Утро было сделано из чего-то скучного. Большинство посетителей без интереса оглядывали прилавок и книжные стеллажи, коротая время до прихода трамвая. Трое купили свежезавезенный двухтомник Гамсуна в несуразном голубом переплете. Мужчина, похожий на истоптанную кальсонную штрипку, после нервного раздумья отложил "Философию общего дела", предпочтя ей том писем Константина Леонтьева. Сухая дама в очках, залитых стрекозиным перламутром, долго копалась в книжном развале на стеллажах, пока не прижала к отсутствующей груди сборник лирики Катулла — "Academia", MCMXXIX…
Коротыжин достал из-под прилавка электрический чайник и вышел в подсобку к умывальнику. Сегодня он работал один — Hурия Рушановна, счетовод-товаровед, отпросилась утром на празднование татарского сабантуя. Вернувшись в лавку, Коротыжин застал в дверях круглоголового, остриженного под ежа парня в лиловом спортивном костюме. Суставы пальцев на руках физкультурника заросли шершавыми мозолями.
— Привет, Слива, — сказал парень.
Коротыжин оглядел посетителя вскользь, без чувства.
— Чай будешь?
Парень обернулся на застекленную дверь — лужи на улице ловили с неба капли и, поймав, победно выбрасывали вверх водяные усики.
— А коньяку нет?
— Коньяку?.. — Коротыжин нашел под прилавком заварник и жестяную кофейную банку, в которой держал чай. — Коньяку нет. Зато чай — настоящий манипури. Последний листочек с утреннего побега… Собирается только вручную — прислал из Чаквы один пламенник…
— Кто прислал? — Парень развязно оплыл на стуле.
— Есть такая порода — пламенники. Это — самоназвание, иначе их зовут "призванные". Живут они сотни лет, как библейские патриархи, и способны творить чудеса, как… те, кто способны творить чудеса.
Парень ухмыльнулся и, не спросив разрешения, закурил.

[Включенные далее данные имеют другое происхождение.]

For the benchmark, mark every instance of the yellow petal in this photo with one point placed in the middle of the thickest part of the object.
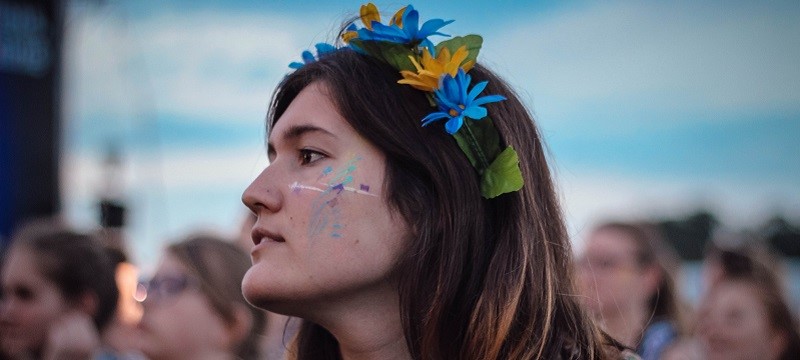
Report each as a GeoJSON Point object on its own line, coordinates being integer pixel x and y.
{"type": "Point", "coordinates": [416, 64]}
{"type": "Point", "coordinates": [369, 13]}
{"type": "Point", "coordinates": [417, 85]}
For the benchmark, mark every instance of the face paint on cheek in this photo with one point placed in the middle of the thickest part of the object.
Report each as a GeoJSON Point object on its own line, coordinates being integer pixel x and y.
{"type": "Point", "coordinates": [325, 209]}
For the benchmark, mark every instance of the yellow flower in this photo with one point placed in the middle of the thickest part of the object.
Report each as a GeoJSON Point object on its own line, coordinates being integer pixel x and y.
{"type": "Point", "coordinates": [368, 14]}
{"type": "Point", "coordinates": [428, 73]}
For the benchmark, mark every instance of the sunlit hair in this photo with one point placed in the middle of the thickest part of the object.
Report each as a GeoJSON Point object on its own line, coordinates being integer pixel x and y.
{"type": "Point", "coordinates": [479, 279]}
{"type": "Point", "coordinates": [77, 263]}
{"type": "Point", "coordinates": [220, 266]}
{"type": "Point", "coordinates": [652, 250]}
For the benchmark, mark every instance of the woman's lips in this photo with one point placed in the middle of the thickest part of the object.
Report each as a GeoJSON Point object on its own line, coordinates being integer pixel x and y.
{"type": "Point", "coordinates": [261, 236]}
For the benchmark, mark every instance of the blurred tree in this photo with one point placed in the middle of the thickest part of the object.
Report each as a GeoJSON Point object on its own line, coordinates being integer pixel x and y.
{"type": "Point", "coordinates": [782, 236]}
{"type": "Point", "coordinates": [690, 235]}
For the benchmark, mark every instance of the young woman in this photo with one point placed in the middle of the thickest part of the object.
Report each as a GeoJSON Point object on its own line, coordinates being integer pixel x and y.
{"type": "Point", "coordinates": [194, 307]}
{"type": "Point", "coordinates": [381, 234]}
{"type": "Point", "coordinates": [626, 274]}
{"type": "Point", "coordinates": [58, 294]}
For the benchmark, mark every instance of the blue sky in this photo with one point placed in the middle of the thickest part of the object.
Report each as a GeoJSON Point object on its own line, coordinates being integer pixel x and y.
{"type": "Point", "coordinates": [649, 109]}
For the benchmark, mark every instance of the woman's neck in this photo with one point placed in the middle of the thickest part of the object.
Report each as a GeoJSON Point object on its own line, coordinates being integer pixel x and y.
{"type": "Point", "coordinates": [367, 327]}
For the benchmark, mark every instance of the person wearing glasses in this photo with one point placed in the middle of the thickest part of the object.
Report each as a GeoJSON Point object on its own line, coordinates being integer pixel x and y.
{"type": "Point", "coordinates": [194, 308]}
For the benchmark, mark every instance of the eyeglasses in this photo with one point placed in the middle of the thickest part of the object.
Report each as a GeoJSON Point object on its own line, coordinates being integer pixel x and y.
{"type": "Point", "coordinates": [162, 287]}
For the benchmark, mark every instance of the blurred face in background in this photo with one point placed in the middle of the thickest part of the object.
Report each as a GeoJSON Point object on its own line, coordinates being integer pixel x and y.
{"type": "Point", "coordinates": [30, 304]}
{"type": "Point", "coordinates": [609, 275]}
{"type": "Point", "coordinates": [179, 321]}
{"type": "Point", "coordinates": [733, 324]}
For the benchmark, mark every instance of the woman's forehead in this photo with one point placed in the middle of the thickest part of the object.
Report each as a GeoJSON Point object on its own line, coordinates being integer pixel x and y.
{"type": "Point", "coordinates": [311, 109]}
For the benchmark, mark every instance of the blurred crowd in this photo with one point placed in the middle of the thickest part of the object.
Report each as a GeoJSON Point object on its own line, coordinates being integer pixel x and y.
{"type": "Point", "coordinates": [73, 295]}
{"type": "Point", "coordinates": [627, 274]}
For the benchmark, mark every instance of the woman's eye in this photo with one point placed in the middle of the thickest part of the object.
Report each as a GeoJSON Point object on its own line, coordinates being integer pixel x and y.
{"type": "Point", "coordinates": [309, 156]}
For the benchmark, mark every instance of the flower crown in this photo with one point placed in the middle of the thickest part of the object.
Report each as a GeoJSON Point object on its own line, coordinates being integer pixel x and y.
{"type": "Point", "coordinates": [441, 71]}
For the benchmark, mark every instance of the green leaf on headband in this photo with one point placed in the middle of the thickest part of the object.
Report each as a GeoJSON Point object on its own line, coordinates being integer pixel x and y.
{"type": "Point", "coordinates": [479, 141]}
{"type": "Point", "coordinates": [503, 175]}
{"type": "Point", "coordinates": [473, 43]}
{"type": "Point", "coordinates": [394, 54]}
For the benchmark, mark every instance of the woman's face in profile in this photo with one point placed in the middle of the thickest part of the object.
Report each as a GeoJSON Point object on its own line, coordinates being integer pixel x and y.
{"type": "Point", "coordinates": [733, 324]}
{"type": "Point", "coordinates": [325, 232]}
{"type": "Point", "coordinates": [30, 304]}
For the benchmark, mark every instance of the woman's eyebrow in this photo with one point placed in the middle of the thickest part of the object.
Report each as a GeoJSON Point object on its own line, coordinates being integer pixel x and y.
{"type": "Point", "coordinates": [297, 131]}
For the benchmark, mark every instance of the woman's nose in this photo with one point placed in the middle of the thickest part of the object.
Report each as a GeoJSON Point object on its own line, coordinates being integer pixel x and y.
{"type": "Point", "coordinates": [263, 194]}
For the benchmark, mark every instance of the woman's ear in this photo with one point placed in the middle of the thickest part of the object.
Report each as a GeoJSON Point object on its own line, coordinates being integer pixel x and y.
{"type": "Point", "coordinates": [240, 326]}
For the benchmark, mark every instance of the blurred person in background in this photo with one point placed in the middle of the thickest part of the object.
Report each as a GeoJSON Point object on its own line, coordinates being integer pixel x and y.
{"type": "Point", "coordinates": [279, 329]}
{"type": "Point", "coordinates": [745, 316]}
{"type": "Point", "coordinates": [194, 307]}
{"type": "Point", "coordinates": [626, 273]}
{"type": "Point", "coordinates": [58, 294]}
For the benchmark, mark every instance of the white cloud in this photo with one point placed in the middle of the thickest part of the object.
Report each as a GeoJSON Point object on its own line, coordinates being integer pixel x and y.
{"type": "Point", "coordinates": [663, 57]}
{"type": "Point", "coordinates": [211, 66]}
{"type": "Point", "coordinates": [591, 196]}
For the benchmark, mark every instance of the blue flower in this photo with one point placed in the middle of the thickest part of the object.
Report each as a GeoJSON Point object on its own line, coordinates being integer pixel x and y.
{"type": "Point", "coordinates": [402, 29]}
{"type": "Point", "coordinates": [308, 57]}
{"type": "Point", "coordinates": [455, 102]}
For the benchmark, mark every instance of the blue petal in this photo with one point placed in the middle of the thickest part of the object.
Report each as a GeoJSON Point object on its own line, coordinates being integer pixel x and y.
{"type": "Point", "coordinates": [476, 90]}
{"type": "Point", "coordinates": [475, 112]}
{"type": "Point", "coordinates": [433, 117]}
{"type": "Point", "coordinates": [308, 57]}
{"type": "Point", "coordinates": [382, 32]}
{"type": "Point", "coordinates": [324, 48]}
{"type": "Point", "coordinates": [411, 22]}
{"type": "Point", "coordinates": [446, 104]}
{"type": "Point", "coordinates": [454, 124]}
{"type": "Point", "coordinates": [431, 27]}
{"type": "Point", "coordinates": [463, 83]}
{"type": "Point", "coordinates": [428, 44]}
{"type": "Point", "coordinates": [488, 99]}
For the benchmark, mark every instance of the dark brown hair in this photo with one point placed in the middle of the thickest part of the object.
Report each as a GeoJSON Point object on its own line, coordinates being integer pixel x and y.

— Я знаком с одним призванным, — сказал Коротыжин. — Он купил у меня "Голубиную книгу" монашеского рукописного письма и запрещенные для христиан "Стоглавом", богоотреченные и еретические книги "Шестокрыл", "Воронограй", "Зодчий" и "Звездочет". — Он рукавом смахнул со столика пыль. — А когда пламенник увидел "Чин медвежьей охоты", то зарыдал и высморкался в шарф. Я дал ему носовой платок, и с этого началась наша дружба. Он кое-что рассказал о себе… — Коротыжин вдруг встал, подошел к двери и вывесил табличку "обед". — Дар обрек его на скитания. Живи он, не сходя с места, при его долголетии в глазах соседей он сделался бы бесом, ведьмаком. Каких земель он только не видал… Hо при том, что живет он куда как долго и может творить чудеса, он остался человеком. Я видел, как он смеется над августовским чертополохом, покрытым белым пухом — будто намыленным для бритья, как кривится, вспоминая грязных татарчат в Крымском ханстве Хаджи-Гирея — они позволяли мухам кормиться у своих глаз и губ. Словом, все-то ему известно: страх, усталость, радость узнавания…
— Слива, ты заливаешь, — сказал парень и осклабился.